Select economic and market data

Statistic (monthly unless noted)

Current

Previous

U.S. GDP (quarterly) 3.1% 3.0%
Consumer Confidence 104.7 112.8
Consumer Price Index Y/Y 2.7% 2.6%
Core PCE (x food & energy) 2.8% 2.8%
ISM Manufacturing Index 48.4 46.5
Unemployment Rate 4.2% 4.1%
2-Year Treasury Yield 4.24% 4.15%
10-Year Treasury Yield 4.57% 4.17%

 

Equities

  • Stocks stumbled across the finish line with three straight days of sizeable losses at year end.
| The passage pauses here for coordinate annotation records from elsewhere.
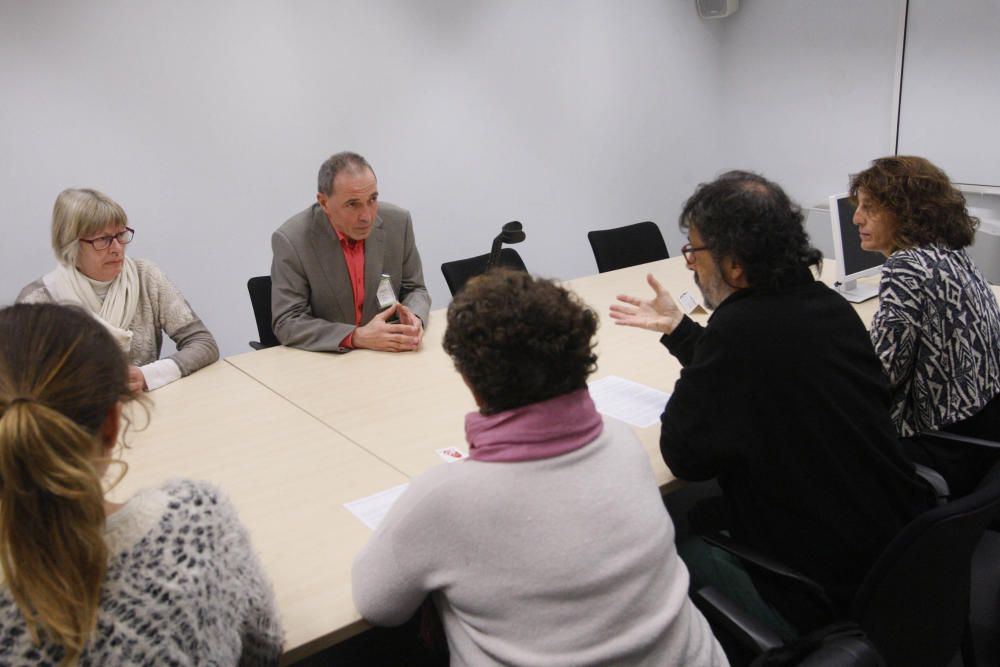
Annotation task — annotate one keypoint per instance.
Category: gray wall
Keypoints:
(207, 121)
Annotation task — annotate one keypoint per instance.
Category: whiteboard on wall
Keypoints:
(949, 109)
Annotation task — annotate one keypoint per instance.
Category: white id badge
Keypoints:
(386, 297)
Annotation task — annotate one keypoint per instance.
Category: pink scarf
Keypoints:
(537, 431)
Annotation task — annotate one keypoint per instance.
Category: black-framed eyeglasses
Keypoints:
(689, 250)
(104, 242)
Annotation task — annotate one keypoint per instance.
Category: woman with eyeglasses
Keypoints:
(132, 298)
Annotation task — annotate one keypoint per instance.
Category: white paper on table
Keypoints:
(372, 509)
(631, 402)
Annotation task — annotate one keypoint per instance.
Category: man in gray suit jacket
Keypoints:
(328, 263)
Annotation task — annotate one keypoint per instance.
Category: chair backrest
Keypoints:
(627, 246)
(457, 273)
(260, 298)
(914, 603)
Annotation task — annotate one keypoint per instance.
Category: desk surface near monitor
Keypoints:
(402, 407)
(288, 476)
(291, 436)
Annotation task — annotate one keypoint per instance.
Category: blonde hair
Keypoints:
(61, 375)
(79, 213)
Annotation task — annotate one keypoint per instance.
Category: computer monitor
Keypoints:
(852, 261)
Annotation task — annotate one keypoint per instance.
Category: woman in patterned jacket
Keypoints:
(167, 578)
(131, 297)
(937, 329)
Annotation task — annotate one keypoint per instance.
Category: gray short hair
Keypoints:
(343, 161)
(79, 213)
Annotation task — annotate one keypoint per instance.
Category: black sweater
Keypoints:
(783, 399)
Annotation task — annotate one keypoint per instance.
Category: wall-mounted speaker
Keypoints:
(717, 9)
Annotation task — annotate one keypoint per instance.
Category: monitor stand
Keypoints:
(856, 293)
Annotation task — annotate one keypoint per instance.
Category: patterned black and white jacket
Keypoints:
(183, 587)
(937, 332)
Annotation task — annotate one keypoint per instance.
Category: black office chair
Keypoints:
(260, 298)
(627, 246)
(914, 603)
(457, 273)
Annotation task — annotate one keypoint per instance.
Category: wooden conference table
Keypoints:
(291, 436)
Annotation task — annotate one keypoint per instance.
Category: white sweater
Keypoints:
(183, 587)
(562, 561)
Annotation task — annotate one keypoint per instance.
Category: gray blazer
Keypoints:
(312, 303)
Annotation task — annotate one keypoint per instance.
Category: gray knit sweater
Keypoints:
(183, 587)
(161, 308)
(568, 561)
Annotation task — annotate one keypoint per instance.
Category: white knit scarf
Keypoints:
(67, 285)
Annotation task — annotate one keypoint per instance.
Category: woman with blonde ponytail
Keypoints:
(89, 582)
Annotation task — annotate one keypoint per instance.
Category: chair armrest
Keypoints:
(944, 437)
(721, 612)
(756, 559)
(934, 480)
(845, 652)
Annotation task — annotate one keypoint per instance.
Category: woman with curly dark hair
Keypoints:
(937, 329)
(550, 545)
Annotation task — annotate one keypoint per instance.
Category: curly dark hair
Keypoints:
(517, 339)
(925, 207)
(748, 218)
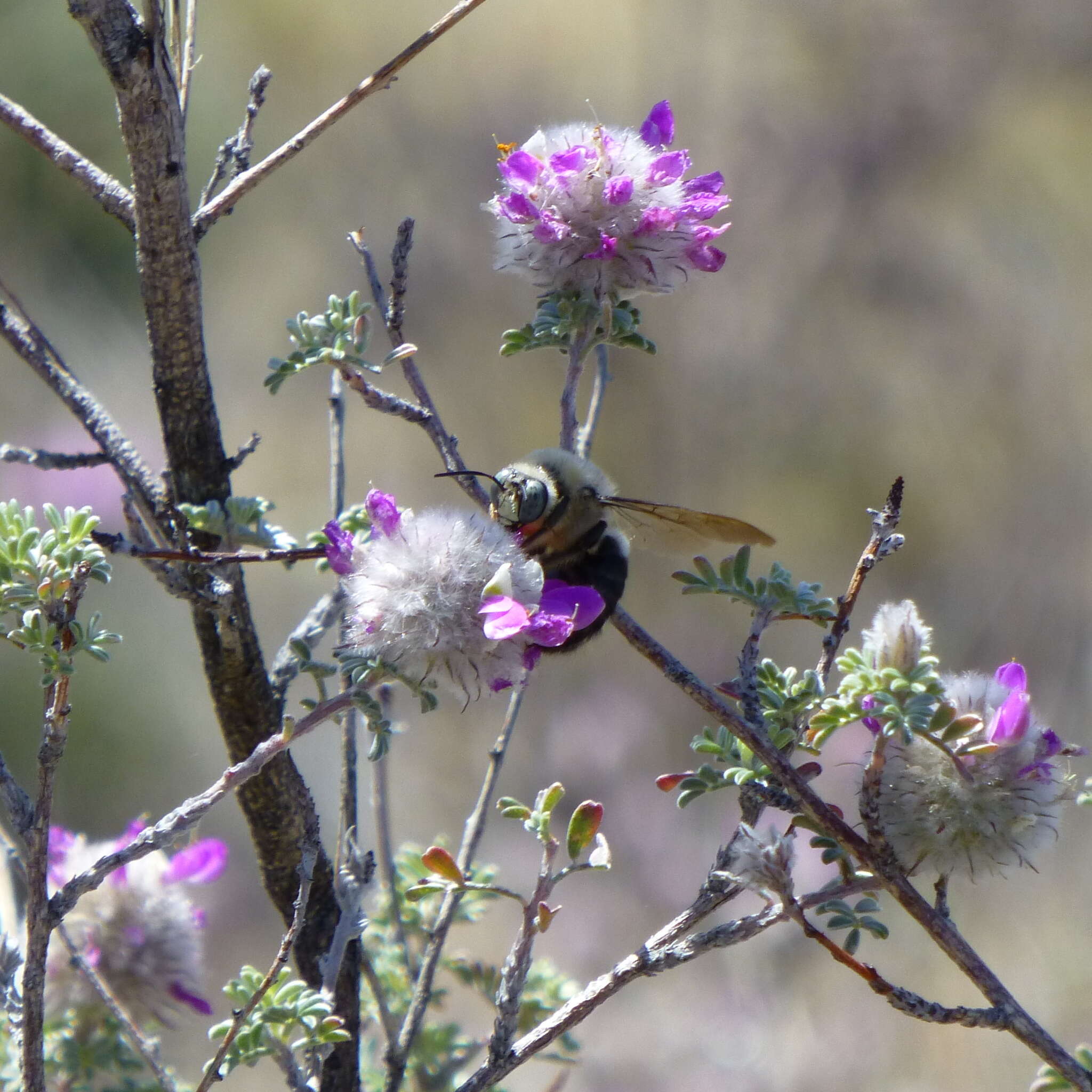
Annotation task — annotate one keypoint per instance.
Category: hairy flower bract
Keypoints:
(989, 801)
(139, 928)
However, 2024 returns remained robust, especially for domestic indices.
  • Company earnings remain strong, and equity valuations continue at high levels, suggesting a generally positive outlook for both the market and the economy.
Graph of December 2024 Equities Indices

 

Fixed income

  • Despite the 25-basis-point rate cut by the Federal Reserve, U.S. bond yields rose in December, especially in longer maturities as the 10-year Treasury yield climbed by 40 basis points.
  • Higher rates led to mostly negative returns in bonds, with only T-Bills offering positive December performance among those indices shown below.
Graph of December 2024 Fixed Income Indices

 

Strategic outlook

  • Some near-term caution warranted on equities, particularly in high-growth large-cap stocks following a period of significant outperformance; currently favoring small- and mid-cap domestic stocks longer-term.
  • Above-average volatility is likely given central bank involvement and geopolitical uncertainty.
  • Near-average expected returns projected for fixed income after period of rising rates and bond market sell‐off.